# Break 10 Year Fixed Mortage



## Pennywisdom82 (Jan 4, 2018)

In early June of this year, I will have reached the 5 year mark in my 10 year fixed mortgage. I'm looking to break it and refinance (After 5 years, the penalty is no more than 3 months interest (approx $2500 for me). Is there a chance the lender will let me break it early (1 month or 2?) while still allowing just a 3 month interest penalty? Currently, the penalty for me is about 15,000 to break.


----------



## Spudd (Oct 11, 2011)

The only way to know this is to ask your lender.


----------



## Mortgage u/w (Feb 6, 2014)

Not likely.
But shouldn't you be asking your lender instead??


----------



## dougbos (Jun 4, 2012)

Only your lender can tell you for sure. I doubt they will say yes as they have a legal contract with you and they will lose $12500 if they let you out of it early. If they were to allow this make sure that it is in writing.


----------



## redsgomarching (Mar 6, 2016)

think about this if you were on the opposite end. 

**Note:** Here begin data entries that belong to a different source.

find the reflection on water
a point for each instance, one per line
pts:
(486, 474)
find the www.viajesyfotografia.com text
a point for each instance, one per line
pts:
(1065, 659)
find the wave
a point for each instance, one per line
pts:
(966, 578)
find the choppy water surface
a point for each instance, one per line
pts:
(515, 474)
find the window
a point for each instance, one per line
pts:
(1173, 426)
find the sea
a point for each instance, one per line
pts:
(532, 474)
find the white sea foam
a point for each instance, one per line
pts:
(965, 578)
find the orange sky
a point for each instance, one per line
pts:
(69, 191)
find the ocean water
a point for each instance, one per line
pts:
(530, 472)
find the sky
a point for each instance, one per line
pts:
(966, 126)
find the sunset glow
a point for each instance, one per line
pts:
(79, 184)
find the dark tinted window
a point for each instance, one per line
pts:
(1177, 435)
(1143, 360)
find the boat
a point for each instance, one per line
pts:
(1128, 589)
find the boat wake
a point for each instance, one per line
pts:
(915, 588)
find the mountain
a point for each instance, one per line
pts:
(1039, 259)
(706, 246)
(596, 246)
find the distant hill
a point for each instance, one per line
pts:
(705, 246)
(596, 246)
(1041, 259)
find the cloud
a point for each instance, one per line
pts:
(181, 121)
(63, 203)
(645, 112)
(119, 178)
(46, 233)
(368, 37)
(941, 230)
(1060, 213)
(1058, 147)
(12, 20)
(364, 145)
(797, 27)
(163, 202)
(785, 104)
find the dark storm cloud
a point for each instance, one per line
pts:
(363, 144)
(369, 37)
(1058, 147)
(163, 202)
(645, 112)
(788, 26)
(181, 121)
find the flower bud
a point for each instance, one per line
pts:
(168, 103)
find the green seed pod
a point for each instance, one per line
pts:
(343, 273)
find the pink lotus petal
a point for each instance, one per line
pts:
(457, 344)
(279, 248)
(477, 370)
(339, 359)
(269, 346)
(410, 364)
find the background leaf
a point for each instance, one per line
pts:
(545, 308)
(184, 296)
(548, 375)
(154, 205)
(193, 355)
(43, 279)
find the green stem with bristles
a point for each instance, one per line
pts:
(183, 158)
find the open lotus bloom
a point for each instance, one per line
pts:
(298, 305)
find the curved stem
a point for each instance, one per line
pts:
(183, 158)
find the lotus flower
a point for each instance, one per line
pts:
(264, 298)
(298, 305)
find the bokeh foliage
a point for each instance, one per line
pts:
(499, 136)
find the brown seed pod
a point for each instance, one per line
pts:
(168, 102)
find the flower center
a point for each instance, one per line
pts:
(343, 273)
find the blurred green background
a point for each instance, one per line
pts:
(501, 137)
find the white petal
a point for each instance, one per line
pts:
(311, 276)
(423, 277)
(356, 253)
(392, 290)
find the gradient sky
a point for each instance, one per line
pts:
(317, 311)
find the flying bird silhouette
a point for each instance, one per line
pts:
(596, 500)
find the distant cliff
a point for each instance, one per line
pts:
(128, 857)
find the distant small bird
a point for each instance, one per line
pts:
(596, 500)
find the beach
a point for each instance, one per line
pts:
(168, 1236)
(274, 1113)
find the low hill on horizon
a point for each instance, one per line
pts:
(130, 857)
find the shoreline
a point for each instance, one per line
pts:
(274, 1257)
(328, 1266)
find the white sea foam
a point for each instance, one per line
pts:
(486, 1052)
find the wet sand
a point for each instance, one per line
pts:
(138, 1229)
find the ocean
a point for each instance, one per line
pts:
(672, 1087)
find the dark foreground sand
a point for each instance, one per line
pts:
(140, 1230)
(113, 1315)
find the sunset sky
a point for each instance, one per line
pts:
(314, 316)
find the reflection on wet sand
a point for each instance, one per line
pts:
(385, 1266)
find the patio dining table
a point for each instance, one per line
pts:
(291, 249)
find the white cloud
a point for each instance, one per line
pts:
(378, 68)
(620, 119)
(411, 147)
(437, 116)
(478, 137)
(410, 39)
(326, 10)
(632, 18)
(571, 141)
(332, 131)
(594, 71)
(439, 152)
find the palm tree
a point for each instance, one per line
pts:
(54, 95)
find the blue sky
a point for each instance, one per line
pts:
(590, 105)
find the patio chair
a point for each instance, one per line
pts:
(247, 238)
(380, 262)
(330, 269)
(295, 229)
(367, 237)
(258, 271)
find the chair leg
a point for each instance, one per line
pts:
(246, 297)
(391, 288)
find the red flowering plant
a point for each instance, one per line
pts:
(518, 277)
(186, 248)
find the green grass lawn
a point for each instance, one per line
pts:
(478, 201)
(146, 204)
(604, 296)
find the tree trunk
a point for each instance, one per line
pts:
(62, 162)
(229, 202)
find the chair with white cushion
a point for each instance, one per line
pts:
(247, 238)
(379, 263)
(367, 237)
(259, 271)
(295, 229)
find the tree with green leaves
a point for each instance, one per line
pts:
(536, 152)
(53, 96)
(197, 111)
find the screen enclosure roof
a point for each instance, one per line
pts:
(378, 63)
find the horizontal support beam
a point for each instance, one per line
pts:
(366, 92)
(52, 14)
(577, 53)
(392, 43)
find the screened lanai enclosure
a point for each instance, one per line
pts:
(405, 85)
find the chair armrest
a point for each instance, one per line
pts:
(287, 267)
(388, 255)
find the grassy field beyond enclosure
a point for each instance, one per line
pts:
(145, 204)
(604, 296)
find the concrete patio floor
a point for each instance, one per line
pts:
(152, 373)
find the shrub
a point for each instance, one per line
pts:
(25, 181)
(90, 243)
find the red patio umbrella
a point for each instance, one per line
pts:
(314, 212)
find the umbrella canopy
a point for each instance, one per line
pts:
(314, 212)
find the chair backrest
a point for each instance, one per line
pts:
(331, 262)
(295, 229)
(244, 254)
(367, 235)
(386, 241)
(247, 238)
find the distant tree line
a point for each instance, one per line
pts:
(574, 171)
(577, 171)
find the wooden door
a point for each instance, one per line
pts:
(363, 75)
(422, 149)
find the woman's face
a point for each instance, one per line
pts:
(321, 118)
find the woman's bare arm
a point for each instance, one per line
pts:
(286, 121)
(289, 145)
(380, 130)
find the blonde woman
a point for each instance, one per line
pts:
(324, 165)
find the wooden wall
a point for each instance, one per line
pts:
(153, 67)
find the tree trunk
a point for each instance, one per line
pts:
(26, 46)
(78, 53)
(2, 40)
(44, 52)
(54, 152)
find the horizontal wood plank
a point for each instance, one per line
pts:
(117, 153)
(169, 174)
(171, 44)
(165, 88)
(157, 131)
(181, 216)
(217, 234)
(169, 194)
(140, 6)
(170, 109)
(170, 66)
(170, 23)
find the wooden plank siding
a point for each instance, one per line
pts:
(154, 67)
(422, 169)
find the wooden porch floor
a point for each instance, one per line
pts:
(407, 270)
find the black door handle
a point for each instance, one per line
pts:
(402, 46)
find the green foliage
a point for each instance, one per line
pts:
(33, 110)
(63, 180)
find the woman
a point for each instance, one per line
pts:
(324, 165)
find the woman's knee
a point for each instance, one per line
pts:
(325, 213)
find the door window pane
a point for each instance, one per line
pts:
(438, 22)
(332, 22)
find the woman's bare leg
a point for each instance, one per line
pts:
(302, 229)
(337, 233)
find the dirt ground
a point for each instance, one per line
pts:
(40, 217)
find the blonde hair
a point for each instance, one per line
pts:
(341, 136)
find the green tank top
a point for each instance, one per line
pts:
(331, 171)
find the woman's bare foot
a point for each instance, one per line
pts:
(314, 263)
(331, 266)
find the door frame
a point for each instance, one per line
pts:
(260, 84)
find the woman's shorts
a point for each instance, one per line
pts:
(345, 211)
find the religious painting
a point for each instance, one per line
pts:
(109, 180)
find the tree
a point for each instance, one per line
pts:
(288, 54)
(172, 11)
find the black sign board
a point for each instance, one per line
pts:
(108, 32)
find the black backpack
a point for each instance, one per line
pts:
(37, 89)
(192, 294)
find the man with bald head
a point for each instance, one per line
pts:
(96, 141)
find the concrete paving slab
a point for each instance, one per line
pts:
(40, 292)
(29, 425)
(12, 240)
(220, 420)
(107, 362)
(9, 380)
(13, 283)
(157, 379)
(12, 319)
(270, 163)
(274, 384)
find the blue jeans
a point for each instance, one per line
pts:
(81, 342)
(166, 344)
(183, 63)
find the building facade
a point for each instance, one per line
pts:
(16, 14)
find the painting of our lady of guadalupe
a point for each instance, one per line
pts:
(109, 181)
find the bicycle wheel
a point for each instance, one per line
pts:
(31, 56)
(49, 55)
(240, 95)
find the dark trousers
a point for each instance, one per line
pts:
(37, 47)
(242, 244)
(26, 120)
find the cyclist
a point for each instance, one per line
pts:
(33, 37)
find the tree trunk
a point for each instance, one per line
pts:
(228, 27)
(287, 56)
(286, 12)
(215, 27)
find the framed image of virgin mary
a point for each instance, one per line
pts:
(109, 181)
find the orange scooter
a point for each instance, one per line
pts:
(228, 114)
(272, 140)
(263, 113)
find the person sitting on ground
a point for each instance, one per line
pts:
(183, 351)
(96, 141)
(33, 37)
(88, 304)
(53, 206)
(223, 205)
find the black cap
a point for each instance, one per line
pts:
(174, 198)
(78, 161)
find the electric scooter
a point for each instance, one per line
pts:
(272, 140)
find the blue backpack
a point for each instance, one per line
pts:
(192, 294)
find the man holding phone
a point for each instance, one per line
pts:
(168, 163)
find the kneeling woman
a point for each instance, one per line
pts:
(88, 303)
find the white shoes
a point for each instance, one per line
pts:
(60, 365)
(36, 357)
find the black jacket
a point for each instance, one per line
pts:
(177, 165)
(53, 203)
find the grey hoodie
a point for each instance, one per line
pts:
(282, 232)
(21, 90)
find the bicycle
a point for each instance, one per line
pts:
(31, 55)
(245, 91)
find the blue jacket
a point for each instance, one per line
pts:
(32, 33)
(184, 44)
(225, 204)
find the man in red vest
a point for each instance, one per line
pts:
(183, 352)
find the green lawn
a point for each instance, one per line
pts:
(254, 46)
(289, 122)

would you consider losing out on 15000 if it meant your business, your family, your food on the line? 

be sensible.


----------



## OhGreatGuru (May 24, 2009)

a) Are you sure it is only 3 mos interest? Most mortgages have changed to "The higher of" 3 months' interest of the Interest Rate Differential (IRD). 
b) Only your lender can tell you if it is permitted, and what the penalty will be.
c) Why would they let you do it if it is going to cost them money, unless your contract clearly provides for it? They might let you do it if you were refinancing with them at higher rate. 

I am confused. You say you are only 5 years into a 10-year mortgage, but are talking about breaking it only 1 or 2 months early. How can that be? Or is this a 10-year amortization, but only a 5-year term?


----------



## fireseeker (Jul 24, 2017)

OhGreatGuru said:


> a) Are you sure it is only 3 mos interest? Most mortgages have changed to "The higher of" 3 months' interest of the Interest Rate Differential (IRD).


_The federal Interest Act prohibits IRD penalties on terms over five years, after five years have elapsed. In such cases, a maximum three months’ interest penalty may apply.
_
https://www.thestar.com/business/personal_finance/spending_saving/2012/04/01/breaking_your_mortgage_know_the_rules.html


----------